John’s partner, Aoife Dalton from Crievesmith, Letterkenny, works with the Department of Justice and Community Safety in Melbourne. She celebrated her fortieth birthday last week while John will turn 50 next March.
“We’ve been thinking a lot about home these past few days. Growing up in Ardara my neighbour, the late Maureen O’Rourke, was a massive influence on me as were the likes of Phonsie Bennett, Johnny D Earley and John Michael O’Donnell as underage GAA managers. They taught me a lot and it’s funny that here I am – in my 50th year – thinking of myself as an eight-year-old,” he said.
“Aoife had hoped to go away with friends to celebrate her birthday but with lockdown it didn’t happen.
“We haven’t been home in more than two years now and we would go back in a heartbeat. We would like to stay longer at home next time and maybe do some volunteer work.
“My dad is from Glen and mum’s people are from Glengesh and I find myself thinking more and more about Donegal these days.
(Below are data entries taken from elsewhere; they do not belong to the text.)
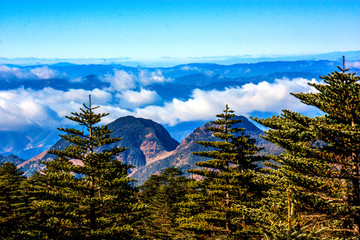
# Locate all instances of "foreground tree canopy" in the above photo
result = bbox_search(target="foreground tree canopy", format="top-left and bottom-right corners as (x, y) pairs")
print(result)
(253, 57), (360, 237)
(0, 59), (360, 240)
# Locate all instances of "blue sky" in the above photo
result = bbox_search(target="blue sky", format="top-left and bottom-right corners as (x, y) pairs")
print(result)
(0, 0), (360, 60)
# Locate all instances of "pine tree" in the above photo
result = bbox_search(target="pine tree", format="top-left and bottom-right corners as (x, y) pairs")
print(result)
(0, 163), (31, 239)
(179, 105), (263, 239)
(140, 167), (189, 240)
(33, 96), (138, 239)
(254, 57), (360, 238)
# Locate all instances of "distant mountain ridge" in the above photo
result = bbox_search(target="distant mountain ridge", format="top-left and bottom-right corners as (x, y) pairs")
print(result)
(0, 57), (348, 159)
(18, 116), (281, 184)
(20, 116), (179, 176)
(0, 154), (25, 166)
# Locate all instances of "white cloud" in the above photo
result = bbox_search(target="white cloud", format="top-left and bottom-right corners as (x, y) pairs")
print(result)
(30, 66), (60, 79)
(138, 70), (171, 86)
(180, 65), (215, 77)
(0, 78), (324, 130)
(103, 69), (171, 92)
(0, 65), (66, 79)
(345, 61), (360, 70)
(103, 69), (136, 92)
(135, 78), (316, 125)
(0, 88), (112, 130)
(116, 88), (161, 108)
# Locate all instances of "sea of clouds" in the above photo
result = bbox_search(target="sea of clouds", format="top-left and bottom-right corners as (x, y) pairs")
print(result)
(0, 65), (324, 131)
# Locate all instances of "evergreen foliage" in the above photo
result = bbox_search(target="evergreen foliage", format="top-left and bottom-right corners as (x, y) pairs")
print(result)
(140, 167), (189, 240)
(32, 96), (139, 239)
(178, 105), (263, 239)
(0, 162), (31, 239)
(254, 57), (360, 239)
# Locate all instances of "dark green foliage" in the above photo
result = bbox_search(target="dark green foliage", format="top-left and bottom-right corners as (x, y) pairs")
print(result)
(140, 167), (189, 239)
(254, 58), (360, 238)
(0, 163), (31, 239)
(31, 96), (139, 239)
(179, 106), (263, 239)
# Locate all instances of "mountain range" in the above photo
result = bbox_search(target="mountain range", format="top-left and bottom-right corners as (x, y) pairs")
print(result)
(17, 116), (282, 185)
(0, 58), (360, 159)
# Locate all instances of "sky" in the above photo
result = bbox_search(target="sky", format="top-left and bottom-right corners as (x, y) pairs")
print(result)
(0, 0), (360, 60)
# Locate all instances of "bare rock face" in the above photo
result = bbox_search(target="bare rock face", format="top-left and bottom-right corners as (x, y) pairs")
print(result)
(19, 116), (282, 185)
(20, 116), (179, 176)
(130, 116), (282, 185)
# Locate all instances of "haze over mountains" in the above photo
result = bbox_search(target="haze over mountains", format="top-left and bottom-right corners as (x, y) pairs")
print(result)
(16, 116), (282, 185)
(0, 52), (360, 163)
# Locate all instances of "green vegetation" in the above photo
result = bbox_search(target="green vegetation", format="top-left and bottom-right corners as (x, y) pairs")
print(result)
(0, 61), (360, 239)
(179, 106), (262, 239)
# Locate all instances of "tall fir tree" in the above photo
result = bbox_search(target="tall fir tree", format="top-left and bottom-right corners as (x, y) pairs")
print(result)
(0, 163), (32, 239)
(254, 57), (360, 239)
(32, 96), (138, 239)
(140, 167), (189, 240)
(178, 105), (263, 239)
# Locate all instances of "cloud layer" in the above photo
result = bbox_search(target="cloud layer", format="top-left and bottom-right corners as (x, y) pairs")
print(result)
(0, 65), (66, 80)
(0, 77), (322, 130)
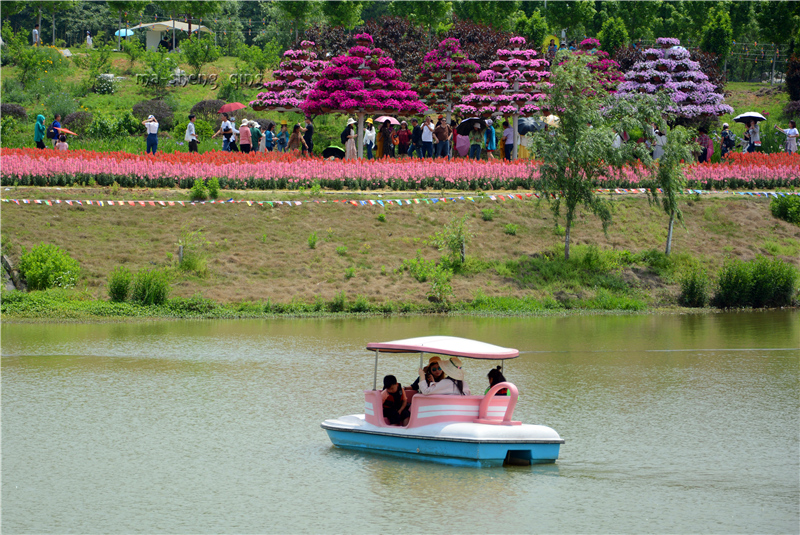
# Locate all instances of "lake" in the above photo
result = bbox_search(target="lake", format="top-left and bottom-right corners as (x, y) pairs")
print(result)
(0, 310), (800, 533)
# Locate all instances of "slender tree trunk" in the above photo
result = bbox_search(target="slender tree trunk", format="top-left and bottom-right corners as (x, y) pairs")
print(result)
(664, 210), (675, 256)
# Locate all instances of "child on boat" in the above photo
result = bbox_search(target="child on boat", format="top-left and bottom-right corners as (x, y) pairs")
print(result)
(381, 375), (411, 425)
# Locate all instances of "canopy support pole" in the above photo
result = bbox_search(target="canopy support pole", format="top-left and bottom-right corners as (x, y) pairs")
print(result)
(372, 349), (381, 390)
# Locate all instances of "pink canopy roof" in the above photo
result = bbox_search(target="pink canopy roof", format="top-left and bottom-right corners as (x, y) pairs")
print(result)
(367, 336), (519, 360)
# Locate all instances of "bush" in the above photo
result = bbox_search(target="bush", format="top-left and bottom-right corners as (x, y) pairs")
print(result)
(769, 195), (800, 225)
(133, 99), (175, 131)
(61, 111), (94, 135)
(131, 269), (170, 305)
(19, 243), (80, 290)
(108, 266), (133, 303)
(678, 268), (711, 308)
(189, 100), (225, 125)
(0, 102), (28, 121)
(44, 91), (78, 119)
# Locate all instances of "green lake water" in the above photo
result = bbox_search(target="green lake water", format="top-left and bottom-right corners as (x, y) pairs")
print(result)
(0, 311), (800, 533)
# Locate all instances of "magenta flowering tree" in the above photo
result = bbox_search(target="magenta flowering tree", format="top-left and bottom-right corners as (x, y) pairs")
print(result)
(617, 37), (733, 120)
(250, 41), (328, 112)
(300, 33), (427, 158)
(456, 37), (552, 158)
(414, 37), (480, 123)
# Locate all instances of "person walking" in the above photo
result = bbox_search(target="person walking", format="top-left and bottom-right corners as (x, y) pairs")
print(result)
(239, 119), (253, 154)
(364, 117), (375, 160)
(469, 121), (484, 160)
(483, 119), (497, 160)
(420, 116), (435, 158)
(33, 113), (47, 149)
(142, 115), (158, 154)
(408, 117), (422, 158)
(342, 117), (356, 160)
(303, 117), (314, 156)
(277, 119), (289, 152)
(775, 120), (798, 154)
(183, 114), (198, 152)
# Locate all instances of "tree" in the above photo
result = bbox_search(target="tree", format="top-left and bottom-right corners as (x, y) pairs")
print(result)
(453, 0), (519, 30)
(322, 0), (364, 30)
(181, 34), (220, 74)
(597, 17), (628, 54)
(648, 126), (697, 255)
(700, 4), (733, 62)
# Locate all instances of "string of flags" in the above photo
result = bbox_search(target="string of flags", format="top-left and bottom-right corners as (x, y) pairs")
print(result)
(3, 188), (800, 207)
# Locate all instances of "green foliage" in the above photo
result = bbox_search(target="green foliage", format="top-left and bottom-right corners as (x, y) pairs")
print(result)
(769, 195), (800, 225)
(181, 34), (222, 74)
(700, 4), (733, 62)
(108, 266), (133, 303)
(189, 179), (208, 201)
(678, 267), (711, 308)
(19, 243), (80, 290)
(178, 228), (208, 277)
(208, 177), (219, 199)
(131, 269), (170, 305)
(597, 17), (628, 54)
(713, 256), (798, 308)
(430, 214), (472, 266)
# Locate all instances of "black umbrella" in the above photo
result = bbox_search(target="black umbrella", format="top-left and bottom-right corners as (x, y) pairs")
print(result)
(456, 117), (486, 136)
(733, 111), (767, 124)
(517, 117), (544, 136)
(322, 145), (344, 160)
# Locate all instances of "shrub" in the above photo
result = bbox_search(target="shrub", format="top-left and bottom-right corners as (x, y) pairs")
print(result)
(131, 269), (170, 305)
(189, 182), (208, 201)
(189, 99), (225, 125)
(133, 99), (175, 131)
(769, 195), (800, 225)
(678, 268), (711, 308)
(19, 243), (80, 290)
(61, 111), (94, 135)
(44, 91), (78, 119)
(108, 266), (133, 302)
(0, 102), (28, 121)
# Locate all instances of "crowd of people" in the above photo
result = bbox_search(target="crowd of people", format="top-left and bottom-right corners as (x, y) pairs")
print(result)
(381, 356), (508, 426)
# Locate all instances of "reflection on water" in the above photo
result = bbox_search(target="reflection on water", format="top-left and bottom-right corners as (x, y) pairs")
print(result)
(2, 311), (800, 533)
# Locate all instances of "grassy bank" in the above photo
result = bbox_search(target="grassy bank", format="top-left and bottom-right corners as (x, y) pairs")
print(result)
(1, 188), (800, 319)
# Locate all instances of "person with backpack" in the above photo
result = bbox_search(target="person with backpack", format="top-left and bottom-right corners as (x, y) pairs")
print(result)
(720, 123), (736, 158)
(47, 113), (61, 148)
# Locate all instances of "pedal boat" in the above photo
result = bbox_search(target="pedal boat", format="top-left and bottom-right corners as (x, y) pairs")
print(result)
(321, 336), (564, 467)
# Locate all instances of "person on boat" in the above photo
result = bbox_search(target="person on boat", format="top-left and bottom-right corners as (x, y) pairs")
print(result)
(483, 366), (508, 396)
(411, 356), (445, 392)
(419, 357), (470, 396)
(381, 375), (411, 425)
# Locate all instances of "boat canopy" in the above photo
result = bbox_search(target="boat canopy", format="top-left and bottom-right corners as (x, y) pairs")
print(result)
(367, 336), (519, 360)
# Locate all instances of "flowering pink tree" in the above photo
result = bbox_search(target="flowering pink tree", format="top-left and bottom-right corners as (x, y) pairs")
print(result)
(414, 37), (480, 123)
(456, 37), (552, 158)
(618, 37), (733, 119)
(572, 37), (625, 93)
(300, 33), (427, 158)
(250, 41), (328, 112)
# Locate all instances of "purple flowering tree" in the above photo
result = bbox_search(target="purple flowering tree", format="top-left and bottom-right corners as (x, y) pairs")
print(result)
(456, 37), (552, 158)
(250, 41), (328, 112)
(300, 33), (427, 158)
(413, 37), (480, 123)
(617, 37), (733, 120)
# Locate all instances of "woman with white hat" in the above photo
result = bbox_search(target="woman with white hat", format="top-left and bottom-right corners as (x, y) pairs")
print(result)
(342, 117), (358, 160)
(142, 115), (158, 154)
(419, 357), (470, 396)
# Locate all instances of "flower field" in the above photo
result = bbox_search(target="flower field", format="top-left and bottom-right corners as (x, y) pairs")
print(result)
(0, 149), (800, 191)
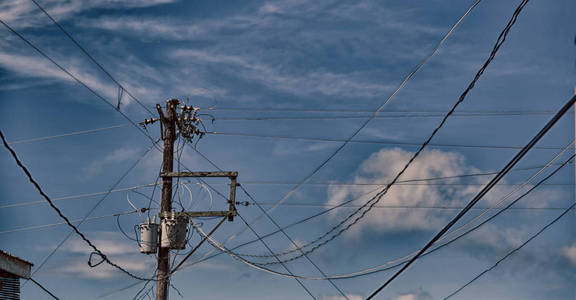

“Melbourne is an exciting city. It’s compelling and the opportunities that Aoife and I have here we probably wouldn’t get back at home. But it’s frantic. It’s noisy and I can’t wait to get back to the peace and quiet that is Donegal and help with any skills that we can.”
In the meantime, John will continue to play his part in making his adopted home even more vibrant, more welcoming and more attractive as people prepare to explore the city again.